Image: Courtesy David Adjaye Associates

DA: It is a classic thing that I find architects working in developed worlds say – “it is so romantic [to be able to build like that], just because you are in a third world country you can do that, you can just abuse the labourers.” Are you kidding? So what, do you think your opportunities are here [in the developing world]? You don’t have any advantages or opportunities to create something that is completely unique? Come on, that is the most absurd discussion. In Washington DC we are making this building using a casting process where everything is going to be unique because in DC, I am in a position where I can make a handmade building but I can also make a building using the best computers. I can model and make things that I couldn’t in Ghana because I couldn’t get a manufacturing base to deal with nine variable modulations of the thickness and thinness of casting. That is the opportunity of technology: to actually invest more specificity into it, not less.

AT: Speed is such a tangible factor in current architecture production, especially in this economic environment, yet you have expressed a desire towards slowing down to discover other resonances. Do you have thoughts about how to achieve this, particularly with client-instigated projects?

DA: With the exception of unique clients who get it, it is almost impossible because of the economics of business. I think that actually, for me, what is more compelling is that architects have to find ways to create slowness in their practice. We live in a world in which you can’t just have one project and work on it for five years anymore, yet there is a way to create experiments and speeds within projects, which are not about feeling that every single building is a new thing but that each building is a kind of one-digit iteration of something. We can’t expect our clients to understand what we are doing, but we have to find techniques to do it. As long as the construction industry is able to create speed we are fools if we say we are not going to accept it, because [the work] is simply going to happen without us.

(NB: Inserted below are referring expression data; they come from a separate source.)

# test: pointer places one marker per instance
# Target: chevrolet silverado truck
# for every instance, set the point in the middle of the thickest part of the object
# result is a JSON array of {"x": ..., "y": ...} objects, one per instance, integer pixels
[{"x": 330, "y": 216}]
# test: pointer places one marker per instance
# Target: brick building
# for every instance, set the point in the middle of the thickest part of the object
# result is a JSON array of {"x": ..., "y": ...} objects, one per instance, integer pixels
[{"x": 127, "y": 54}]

AT: You talk often about collaboration with your clients. What is the role of this collaboration in your architecture?

DA: I speak a lot about those things as a slight provocation to the notion of the architect as this almighty author – I think that is a really terrible fantasy that we propel. If you look at people like Frank Lloyd Wright or Louis Khan, any of these guys that we love, we hear about how the project and client are intrinsic to each other. Even Le Corbusier, who was seen to be an arrogant stoic person, talked about the specificity of the condition and the opportunity of the client that creates these kind of magical moments. Without that we are actually making art and then it’s a very different thing – it is not a social art anymore. The notion of a social art, which is a participatory art, is that there is a dialogue. For me without that dialogue the act of architecture is not even present, you haven’t even started it. When we say “collaborating,” I don’t mean that they are detailing the windows or the doors for me: it is the dialogue that is the collaboration. I listen to their memories and I remake parts of their memories into a narrative, which has 10,000 years or so of history called architecture, and I ask them “which part of this story is relevant to you?”

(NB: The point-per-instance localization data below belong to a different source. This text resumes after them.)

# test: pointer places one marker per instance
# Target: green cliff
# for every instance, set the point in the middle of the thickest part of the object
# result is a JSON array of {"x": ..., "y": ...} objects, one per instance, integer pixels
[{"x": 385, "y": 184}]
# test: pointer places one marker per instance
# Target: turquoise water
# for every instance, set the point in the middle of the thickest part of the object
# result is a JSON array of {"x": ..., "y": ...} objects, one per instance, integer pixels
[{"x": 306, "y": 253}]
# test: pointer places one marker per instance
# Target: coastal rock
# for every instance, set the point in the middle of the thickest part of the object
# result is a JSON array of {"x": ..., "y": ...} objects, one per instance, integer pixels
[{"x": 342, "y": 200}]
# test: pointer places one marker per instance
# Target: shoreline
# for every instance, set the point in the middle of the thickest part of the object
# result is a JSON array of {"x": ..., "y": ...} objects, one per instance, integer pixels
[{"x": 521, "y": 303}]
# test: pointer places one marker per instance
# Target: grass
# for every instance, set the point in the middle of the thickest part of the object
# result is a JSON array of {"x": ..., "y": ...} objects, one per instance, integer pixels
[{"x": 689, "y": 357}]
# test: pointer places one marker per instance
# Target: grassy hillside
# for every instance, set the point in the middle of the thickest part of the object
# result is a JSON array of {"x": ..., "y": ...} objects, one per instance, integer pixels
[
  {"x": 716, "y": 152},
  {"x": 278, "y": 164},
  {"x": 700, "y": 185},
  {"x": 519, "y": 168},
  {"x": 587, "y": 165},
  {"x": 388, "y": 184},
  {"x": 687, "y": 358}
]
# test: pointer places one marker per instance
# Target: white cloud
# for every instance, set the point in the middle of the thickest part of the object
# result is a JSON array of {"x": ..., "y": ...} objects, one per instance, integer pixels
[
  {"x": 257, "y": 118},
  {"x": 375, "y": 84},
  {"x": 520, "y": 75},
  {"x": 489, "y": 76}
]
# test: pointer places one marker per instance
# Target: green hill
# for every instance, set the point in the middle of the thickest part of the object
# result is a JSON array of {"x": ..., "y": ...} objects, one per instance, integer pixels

AT: How do you find those narratives for the public projects if you don’t have that same dialogue?

DA: The public projects are about mining evidence that exists through stories, newspapers and the physical context. I am reading things that are sometimes past – architecture of the past, the place, the landscape – but I am also reading the society increasingly to create relevance. I am trying to see how the society perceives itself within the vast cannon of architecture. So it is about me and my team pushing much harder to create the agency of the public vision. We have to start the dialogue, and that is actually where my research team becomes really important to me. The criticality of the research is the linchpin to the success of the project, whereas in houses it is really the dialogue. I don’t really need the research team with the houses – in those projects, it is the ability for me and my clients to talk and to have that relationship which really unveils the project – but you have hit at the heart of the operation.